There are many sources with ideas on what to do next with your product. The engineering team usually comes up with clever, technology driven suggestions. Sales people interact with customers and competitors and love to tell marketing what should be done. Customer service receives numerous customer calls with complaints and requests. Other companies you work and cooperate with have ideas on where your product should be heading. Market analysts publish reports and offer their insight on where the industry is heading. These are all good sources, but remember to get in touch with your customers directly. Don’t get lost in translation.
So how do you get in touch with customers and find what they need? Well, if your company already has customers, the task is much easier. You tap into the customer database, get in touch with sales people who can make introductions and arrange to have direct conversation with customers. You can even run surveys with your existing customers and ask them to specify or prioritize their needs. Go on sales calls with existing or potential customers. Build trust relationship with key customers, so that you can discuss your ideas for new products, or how to evolve existing products, and hear what customers have to say.
Most importantly – get out there to the field. Go on road trips, sales visits, phone calls, tradeshows, and seminars – whatever gets you in front of customers and allows you to have a dialog. Make it a priority to have regular customer interactions, even if it burdens your already busy schedule and overflowing task list. Having direct customer contact is what keeps you (and the company) honest when it comes to developing and evolving products. Most product trouble begins when that contact is lost.

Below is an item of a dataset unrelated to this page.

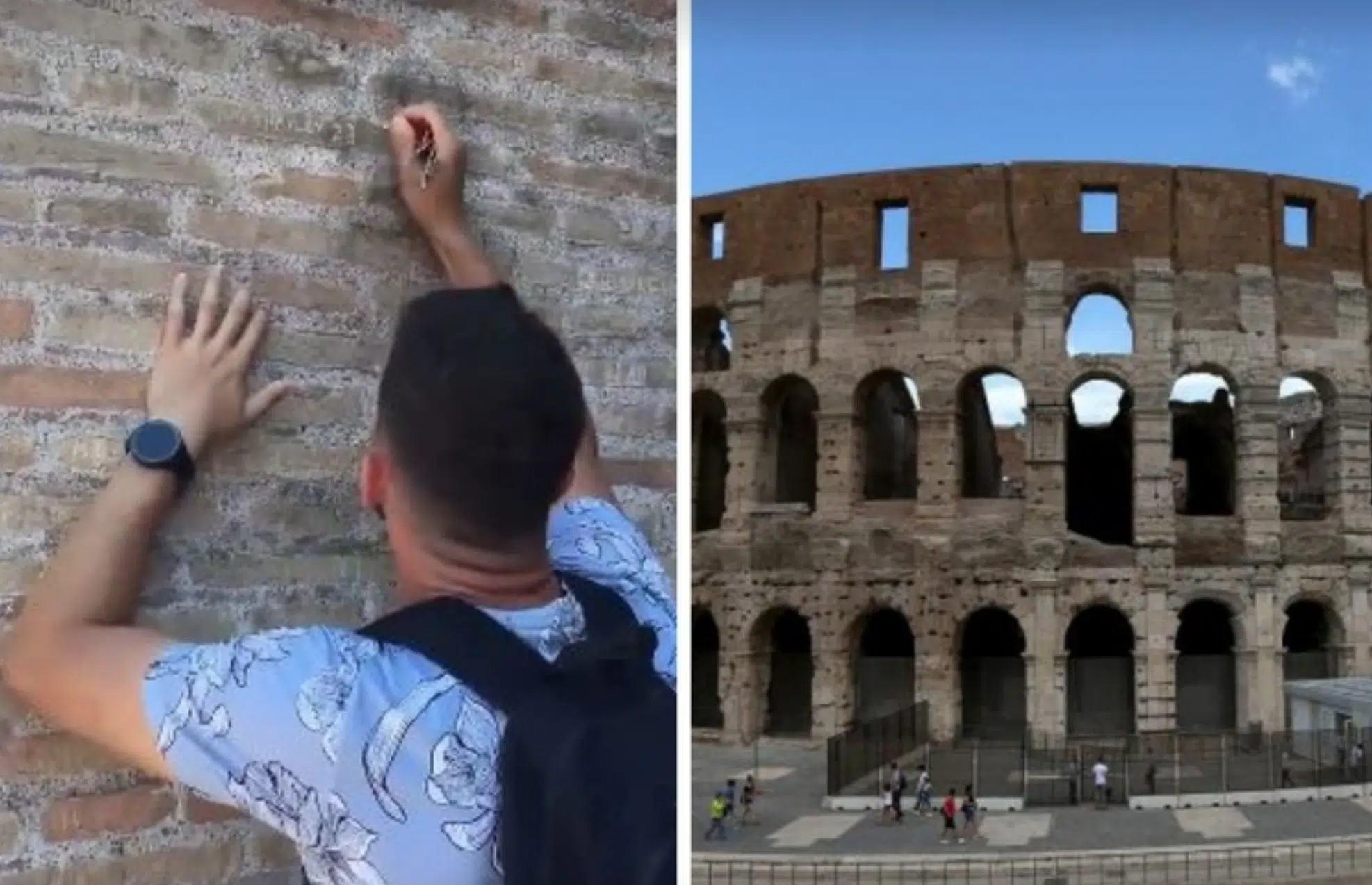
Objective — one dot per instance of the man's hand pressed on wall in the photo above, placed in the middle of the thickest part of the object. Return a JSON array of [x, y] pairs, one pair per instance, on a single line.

But what if your company or product doesn’t have customers yet? How do you gain that invaluable customer insight? This situation is especially common in the case of startups. My experience and advice is to wear your salesman hat and go out and meet potential customers. And if you don’t have such a hat, than “grow one” – go out there with sales people, engage and learn.

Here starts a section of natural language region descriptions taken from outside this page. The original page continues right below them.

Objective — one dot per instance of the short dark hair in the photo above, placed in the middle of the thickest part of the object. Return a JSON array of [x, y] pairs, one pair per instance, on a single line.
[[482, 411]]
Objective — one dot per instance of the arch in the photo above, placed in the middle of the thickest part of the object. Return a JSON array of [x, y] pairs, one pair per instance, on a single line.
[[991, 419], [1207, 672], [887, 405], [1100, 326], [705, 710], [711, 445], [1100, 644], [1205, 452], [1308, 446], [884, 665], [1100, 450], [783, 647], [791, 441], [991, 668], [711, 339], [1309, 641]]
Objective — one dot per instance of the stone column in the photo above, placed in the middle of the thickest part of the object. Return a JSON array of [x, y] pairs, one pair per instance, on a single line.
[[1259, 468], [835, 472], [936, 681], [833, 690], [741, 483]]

Too many startups, and far too many established companies, keep their new products “under wraps” till the designated launch date. By then it is far too late to gather customer feedback, or change anything material in the product. You may be one of the lucky ones that hit the mark, and your product happened to match what customers need. Unfortunately, this is the less likely scenario… And the risk associated with missing the mark is far too great. I believe that you should discuss product ideas, under great discretion, and with hand-picked customers as early as possible. There are many customers who love to participate in driving future product direction and know how to keep a secret. Find them.
But what if the customer doesn’t really “know what they need”? What if you are working on a revolutionary product, a breakthrough technology that customers simply cannot relate to, yet? How do you get input from customers under these circumstances? In marketing lingo this is referred to as the “unarticulated needs”, unlike what I discussed earlier which deals with “articulated needs”.

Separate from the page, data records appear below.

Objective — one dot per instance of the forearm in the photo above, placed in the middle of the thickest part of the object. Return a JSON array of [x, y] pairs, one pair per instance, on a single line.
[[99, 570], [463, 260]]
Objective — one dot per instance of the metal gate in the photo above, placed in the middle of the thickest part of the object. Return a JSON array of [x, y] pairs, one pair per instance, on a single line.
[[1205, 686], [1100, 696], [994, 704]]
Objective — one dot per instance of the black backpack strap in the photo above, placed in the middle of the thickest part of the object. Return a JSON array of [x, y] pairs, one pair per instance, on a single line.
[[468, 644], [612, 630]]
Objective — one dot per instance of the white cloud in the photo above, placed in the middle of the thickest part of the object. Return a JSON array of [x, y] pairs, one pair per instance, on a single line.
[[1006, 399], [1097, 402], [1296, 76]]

People love to talk about products that “created demand” once they were introduced. Products that met needs that customers weren’t even aware existed. I think that you have to be careful before talking about “creating needs”. My belief is that customers, individuals or businesses, usually buy products that satisfy their needs. Now the product may satisfy a need in a whole new way and thus create a category. But it stills satisfy a need.
Take for example smartphones: several years ago hardly any users would have described the set of features and functions smartphones offer today. Yet the need to stay connected, gain access to information, take pictures, etc. existed. The desire to carry as few devices as possible when leaving the house was always there. The ability to connect those dots and offer a product that addresses these “unarticulated needs” is what made smartphones such a huge success.
To me it all boils down to the very same advice I got from Joe Costello years ago: “Find a customer problem and solve it!”